The latest data shows that overseas-focused ETFs attracted $51.6 billion during the month – the strongest monthly inflow ever recorded for the segment.
The surge marks the fifth consecutive month of rising allocations and extends the current streak of positive flows to 17 straight months. Momentum has clearly accelerated. January became only the second month on record in which inflows into international ETFs surpassed the $30 billion threshold, signaling a sharp escalation in global risk appetite.

What makes the shift even more striking is the relative size of the category. International equity funds account for roughly 15 percent of total ETF assets, yet they captured approximately one-third of all ETF inflows worldwide in January.
In other words, global investors are disproportionately directing new capital beyond their home markets.
Market strategists note that this pattern suggests more than routine portfolio rebalancing. After years of heavy concentration in U.S. mega-cap names, investors appear increasingly willing to diversify geographically.
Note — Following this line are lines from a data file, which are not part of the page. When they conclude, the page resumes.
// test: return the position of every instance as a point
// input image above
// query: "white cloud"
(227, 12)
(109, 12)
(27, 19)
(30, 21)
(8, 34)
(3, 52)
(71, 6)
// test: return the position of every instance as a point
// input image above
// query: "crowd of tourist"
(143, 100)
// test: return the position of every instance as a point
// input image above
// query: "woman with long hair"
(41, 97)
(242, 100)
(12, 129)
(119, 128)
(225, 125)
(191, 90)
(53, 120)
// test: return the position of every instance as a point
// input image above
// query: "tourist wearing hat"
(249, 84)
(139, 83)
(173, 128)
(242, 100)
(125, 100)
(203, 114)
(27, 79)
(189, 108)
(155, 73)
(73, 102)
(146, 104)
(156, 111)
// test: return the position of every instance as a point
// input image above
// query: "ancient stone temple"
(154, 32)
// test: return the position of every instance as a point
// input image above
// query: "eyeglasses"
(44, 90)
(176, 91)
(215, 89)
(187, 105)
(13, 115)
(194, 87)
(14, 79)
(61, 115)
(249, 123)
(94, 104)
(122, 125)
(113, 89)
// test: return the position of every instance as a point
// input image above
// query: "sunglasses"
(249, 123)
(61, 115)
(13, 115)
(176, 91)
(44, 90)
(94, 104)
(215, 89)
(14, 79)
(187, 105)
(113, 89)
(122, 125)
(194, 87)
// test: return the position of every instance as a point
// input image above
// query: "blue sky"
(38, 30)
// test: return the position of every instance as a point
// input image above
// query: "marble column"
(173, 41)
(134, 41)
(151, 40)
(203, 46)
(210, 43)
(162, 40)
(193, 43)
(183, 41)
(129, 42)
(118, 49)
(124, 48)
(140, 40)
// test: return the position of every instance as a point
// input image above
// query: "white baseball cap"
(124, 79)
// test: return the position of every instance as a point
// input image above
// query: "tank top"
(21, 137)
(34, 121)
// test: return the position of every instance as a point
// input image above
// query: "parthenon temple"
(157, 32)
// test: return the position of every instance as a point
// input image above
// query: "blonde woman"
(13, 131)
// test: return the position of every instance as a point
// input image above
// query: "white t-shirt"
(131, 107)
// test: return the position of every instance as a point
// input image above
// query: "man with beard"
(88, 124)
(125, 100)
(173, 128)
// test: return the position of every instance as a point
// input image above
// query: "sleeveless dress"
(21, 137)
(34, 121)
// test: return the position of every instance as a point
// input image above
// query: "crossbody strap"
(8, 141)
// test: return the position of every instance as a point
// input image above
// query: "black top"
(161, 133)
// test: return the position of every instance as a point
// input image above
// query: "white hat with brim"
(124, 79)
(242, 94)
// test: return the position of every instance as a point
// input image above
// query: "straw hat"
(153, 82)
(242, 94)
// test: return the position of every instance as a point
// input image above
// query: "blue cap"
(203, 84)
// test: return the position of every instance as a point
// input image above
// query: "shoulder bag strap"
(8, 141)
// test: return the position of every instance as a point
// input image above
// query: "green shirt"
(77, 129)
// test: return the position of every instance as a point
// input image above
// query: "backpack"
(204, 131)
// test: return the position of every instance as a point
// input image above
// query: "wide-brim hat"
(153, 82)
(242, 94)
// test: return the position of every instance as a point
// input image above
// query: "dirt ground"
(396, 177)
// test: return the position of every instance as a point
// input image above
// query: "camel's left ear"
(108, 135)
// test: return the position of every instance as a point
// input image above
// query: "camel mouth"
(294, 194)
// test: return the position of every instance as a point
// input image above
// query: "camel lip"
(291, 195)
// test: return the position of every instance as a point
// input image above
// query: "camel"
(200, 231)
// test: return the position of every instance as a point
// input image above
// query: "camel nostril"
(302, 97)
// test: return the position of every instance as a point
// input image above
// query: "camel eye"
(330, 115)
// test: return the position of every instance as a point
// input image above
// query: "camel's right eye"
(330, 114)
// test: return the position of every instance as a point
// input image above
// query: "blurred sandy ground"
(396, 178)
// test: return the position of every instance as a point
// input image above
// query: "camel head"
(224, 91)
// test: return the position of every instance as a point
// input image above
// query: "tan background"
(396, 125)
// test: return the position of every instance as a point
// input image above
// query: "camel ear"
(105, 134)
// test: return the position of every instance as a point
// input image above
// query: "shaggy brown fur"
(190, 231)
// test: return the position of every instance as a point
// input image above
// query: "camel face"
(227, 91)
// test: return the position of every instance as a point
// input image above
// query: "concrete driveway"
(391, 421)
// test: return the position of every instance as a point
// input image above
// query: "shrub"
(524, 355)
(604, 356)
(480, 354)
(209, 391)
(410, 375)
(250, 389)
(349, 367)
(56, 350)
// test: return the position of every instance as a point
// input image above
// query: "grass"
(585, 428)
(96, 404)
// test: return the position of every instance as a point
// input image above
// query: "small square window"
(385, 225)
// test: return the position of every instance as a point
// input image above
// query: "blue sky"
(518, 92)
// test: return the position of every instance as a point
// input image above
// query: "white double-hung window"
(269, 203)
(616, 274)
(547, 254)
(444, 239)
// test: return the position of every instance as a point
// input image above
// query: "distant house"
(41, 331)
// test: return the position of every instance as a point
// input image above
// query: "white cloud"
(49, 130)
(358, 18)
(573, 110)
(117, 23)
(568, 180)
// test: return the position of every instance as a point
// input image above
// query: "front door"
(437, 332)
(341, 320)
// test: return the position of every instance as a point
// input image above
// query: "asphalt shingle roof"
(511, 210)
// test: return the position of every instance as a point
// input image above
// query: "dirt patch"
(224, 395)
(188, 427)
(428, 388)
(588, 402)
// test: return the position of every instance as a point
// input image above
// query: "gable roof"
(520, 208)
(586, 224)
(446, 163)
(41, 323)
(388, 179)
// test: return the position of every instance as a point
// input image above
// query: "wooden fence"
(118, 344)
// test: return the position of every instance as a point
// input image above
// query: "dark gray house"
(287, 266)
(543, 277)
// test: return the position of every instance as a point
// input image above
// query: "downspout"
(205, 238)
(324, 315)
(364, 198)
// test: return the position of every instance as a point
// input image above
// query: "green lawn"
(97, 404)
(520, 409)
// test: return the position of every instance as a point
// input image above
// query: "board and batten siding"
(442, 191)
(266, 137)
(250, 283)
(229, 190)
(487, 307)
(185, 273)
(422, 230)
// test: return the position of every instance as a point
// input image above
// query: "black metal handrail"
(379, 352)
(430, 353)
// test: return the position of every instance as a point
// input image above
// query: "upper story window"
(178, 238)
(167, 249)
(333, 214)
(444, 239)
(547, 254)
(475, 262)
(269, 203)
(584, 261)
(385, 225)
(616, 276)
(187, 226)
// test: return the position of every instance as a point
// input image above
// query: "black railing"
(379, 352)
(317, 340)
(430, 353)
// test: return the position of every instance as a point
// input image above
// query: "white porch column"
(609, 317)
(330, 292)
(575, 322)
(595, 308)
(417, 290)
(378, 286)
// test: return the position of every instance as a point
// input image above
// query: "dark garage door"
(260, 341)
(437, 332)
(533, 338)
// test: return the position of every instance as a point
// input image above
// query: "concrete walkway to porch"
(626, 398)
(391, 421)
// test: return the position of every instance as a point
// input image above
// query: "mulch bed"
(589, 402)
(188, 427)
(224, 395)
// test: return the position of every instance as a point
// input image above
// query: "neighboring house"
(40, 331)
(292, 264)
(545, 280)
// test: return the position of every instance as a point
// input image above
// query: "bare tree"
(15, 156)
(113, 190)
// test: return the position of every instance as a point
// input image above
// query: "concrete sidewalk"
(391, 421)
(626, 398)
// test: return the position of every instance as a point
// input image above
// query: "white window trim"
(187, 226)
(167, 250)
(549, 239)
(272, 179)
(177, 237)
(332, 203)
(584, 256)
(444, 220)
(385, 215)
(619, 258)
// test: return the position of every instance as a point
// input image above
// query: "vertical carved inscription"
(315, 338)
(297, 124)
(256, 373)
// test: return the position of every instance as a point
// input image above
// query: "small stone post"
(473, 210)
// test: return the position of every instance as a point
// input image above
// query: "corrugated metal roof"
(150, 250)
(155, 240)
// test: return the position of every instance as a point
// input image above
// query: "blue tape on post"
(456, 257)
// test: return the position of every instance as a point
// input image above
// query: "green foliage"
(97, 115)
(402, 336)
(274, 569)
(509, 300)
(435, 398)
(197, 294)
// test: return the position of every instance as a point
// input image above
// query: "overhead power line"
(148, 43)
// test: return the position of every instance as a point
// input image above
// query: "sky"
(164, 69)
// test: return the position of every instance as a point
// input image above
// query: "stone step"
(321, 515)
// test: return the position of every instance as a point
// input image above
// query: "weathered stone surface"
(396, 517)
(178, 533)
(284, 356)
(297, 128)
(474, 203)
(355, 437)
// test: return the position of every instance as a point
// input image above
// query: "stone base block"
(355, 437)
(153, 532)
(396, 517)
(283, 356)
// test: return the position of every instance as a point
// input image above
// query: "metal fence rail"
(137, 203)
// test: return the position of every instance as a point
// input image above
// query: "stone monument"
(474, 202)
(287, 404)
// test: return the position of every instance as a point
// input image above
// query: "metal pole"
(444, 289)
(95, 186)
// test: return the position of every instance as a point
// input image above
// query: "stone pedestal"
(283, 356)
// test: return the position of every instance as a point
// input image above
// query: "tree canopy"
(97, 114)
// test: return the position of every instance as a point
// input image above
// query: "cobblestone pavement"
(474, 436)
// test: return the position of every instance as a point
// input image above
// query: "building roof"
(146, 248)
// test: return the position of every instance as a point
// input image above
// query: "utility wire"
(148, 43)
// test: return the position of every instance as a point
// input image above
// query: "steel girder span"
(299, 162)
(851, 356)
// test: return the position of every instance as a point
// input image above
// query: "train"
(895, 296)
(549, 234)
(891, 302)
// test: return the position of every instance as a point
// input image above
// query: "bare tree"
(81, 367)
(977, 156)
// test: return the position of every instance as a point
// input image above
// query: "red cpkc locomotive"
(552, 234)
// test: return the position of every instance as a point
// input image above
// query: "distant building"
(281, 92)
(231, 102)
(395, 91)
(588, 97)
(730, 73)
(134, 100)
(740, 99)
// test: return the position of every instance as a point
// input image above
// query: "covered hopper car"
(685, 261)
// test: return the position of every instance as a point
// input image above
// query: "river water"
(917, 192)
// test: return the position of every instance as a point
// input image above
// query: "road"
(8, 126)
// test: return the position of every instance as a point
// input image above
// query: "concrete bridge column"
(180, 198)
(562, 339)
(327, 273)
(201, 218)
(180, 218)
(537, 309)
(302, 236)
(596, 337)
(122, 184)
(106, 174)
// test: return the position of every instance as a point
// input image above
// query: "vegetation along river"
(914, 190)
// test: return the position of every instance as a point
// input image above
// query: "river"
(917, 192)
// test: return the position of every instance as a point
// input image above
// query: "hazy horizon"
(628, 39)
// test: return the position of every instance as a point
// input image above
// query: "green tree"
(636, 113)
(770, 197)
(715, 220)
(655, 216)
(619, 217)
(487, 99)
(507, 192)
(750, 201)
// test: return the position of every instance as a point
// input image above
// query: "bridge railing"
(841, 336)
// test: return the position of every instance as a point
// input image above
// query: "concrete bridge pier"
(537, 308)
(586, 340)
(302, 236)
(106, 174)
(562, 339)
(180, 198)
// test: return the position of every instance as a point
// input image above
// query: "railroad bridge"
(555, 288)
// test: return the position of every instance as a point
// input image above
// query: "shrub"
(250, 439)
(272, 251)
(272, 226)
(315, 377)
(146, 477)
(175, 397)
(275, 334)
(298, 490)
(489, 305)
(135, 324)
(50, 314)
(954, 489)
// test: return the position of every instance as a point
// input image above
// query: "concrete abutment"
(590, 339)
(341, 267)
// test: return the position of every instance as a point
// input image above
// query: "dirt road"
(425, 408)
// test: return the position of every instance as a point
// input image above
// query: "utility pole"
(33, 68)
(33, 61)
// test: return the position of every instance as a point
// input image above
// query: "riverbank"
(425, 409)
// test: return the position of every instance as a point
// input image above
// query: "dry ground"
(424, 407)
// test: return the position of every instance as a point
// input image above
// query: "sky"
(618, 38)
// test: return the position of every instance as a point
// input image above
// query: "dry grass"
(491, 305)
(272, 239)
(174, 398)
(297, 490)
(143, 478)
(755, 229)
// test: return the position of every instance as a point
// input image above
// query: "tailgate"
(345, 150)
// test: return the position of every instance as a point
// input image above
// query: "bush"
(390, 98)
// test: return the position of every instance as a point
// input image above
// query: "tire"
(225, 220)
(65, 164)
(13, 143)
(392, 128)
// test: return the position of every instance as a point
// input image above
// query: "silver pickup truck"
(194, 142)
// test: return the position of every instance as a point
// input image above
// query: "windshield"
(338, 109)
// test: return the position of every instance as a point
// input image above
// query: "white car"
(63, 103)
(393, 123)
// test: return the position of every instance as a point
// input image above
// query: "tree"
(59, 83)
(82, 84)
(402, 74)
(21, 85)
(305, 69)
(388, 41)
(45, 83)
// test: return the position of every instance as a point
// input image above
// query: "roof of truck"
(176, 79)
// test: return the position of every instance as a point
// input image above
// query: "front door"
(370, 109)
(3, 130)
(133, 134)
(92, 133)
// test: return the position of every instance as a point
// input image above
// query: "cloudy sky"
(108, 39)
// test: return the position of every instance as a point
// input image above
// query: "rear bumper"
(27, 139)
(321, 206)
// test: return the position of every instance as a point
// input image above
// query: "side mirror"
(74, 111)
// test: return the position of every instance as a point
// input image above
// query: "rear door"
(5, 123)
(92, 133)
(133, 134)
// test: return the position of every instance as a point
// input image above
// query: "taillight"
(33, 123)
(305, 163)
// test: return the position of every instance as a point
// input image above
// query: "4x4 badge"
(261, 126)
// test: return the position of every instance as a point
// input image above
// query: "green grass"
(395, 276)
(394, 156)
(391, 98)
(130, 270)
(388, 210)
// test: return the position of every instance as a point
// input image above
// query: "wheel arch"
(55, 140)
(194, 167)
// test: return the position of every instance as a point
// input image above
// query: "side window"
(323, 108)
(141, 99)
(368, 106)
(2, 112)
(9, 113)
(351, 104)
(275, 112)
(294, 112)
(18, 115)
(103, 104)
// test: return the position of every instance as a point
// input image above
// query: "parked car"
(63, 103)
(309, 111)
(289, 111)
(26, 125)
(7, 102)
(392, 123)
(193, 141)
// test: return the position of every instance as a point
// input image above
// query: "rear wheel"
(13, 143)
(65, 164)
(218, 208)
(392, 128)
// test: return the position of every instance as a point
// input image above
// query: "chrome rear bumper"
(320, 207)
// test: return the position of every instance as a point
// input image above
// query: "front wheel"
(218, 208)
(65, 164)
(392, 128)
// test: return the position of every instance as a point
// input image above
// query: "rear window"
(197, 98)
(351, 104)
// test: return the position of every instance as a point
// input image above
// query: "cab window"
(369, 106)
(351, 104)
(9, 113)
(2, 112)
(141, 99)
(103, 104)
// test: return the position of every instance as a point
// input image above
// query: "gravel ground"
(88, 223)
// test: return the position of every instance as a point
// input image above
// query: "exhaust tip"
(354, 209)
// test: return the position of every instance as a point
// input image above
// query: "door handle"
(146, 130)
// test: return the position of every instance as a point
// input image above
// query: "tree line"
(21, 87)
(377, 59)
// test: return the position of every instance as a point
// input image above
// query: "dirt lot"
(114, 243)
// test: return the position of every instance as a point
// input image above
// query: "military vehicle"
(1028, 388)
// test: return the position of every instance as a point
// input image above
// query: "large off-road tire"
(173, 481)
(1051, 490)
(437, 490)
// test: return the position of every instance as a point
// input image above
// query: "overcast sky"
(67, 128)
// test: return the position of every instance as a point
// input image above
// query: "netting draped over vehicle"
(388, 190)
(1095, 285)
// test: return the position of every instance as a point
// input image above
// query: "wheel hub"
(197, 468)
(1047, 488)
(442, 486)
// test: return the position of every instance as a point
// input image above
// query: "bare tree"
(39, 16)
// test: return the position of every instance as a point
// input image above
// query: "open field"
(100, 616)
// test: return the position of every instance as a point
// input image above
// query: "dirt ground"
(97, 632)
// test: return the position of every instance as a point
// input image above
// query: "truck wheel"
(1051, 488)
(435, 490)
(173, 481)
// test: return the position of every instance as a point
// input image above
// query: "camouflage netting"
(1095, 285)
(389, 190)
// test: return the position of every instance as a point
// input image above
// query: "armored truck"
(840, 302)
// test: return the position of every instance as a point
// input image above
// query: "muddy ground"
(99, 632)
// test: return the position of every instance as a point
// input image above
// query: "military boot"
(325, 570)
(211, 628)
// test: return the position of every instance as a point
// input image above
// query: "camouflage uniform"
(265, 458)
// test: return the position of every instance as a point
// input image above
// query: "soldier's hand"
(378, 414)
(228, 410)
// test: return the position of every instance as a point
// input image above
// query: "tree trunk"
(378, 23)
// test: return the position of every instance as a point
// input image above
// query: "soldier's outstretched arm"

Stronger growth expectations in select foreign markets, valuation differentials, currency dynamics, and evolving monetary policy outlooks may all be contributing factors.
Data trends also indicate that the pace of inflows has been building steadily since mid-2025, with monthly allocations climbing from moderate double-digit billions to January’s record-breaking figure. The acceleration points to growing conviction rather than short-term positioning.
If the current trajectory continues, international equities could play a much larger role in global portfolio construction throughout 2026. For now, one message is clear: the bid for global exposure is not slowing – it is intensifying.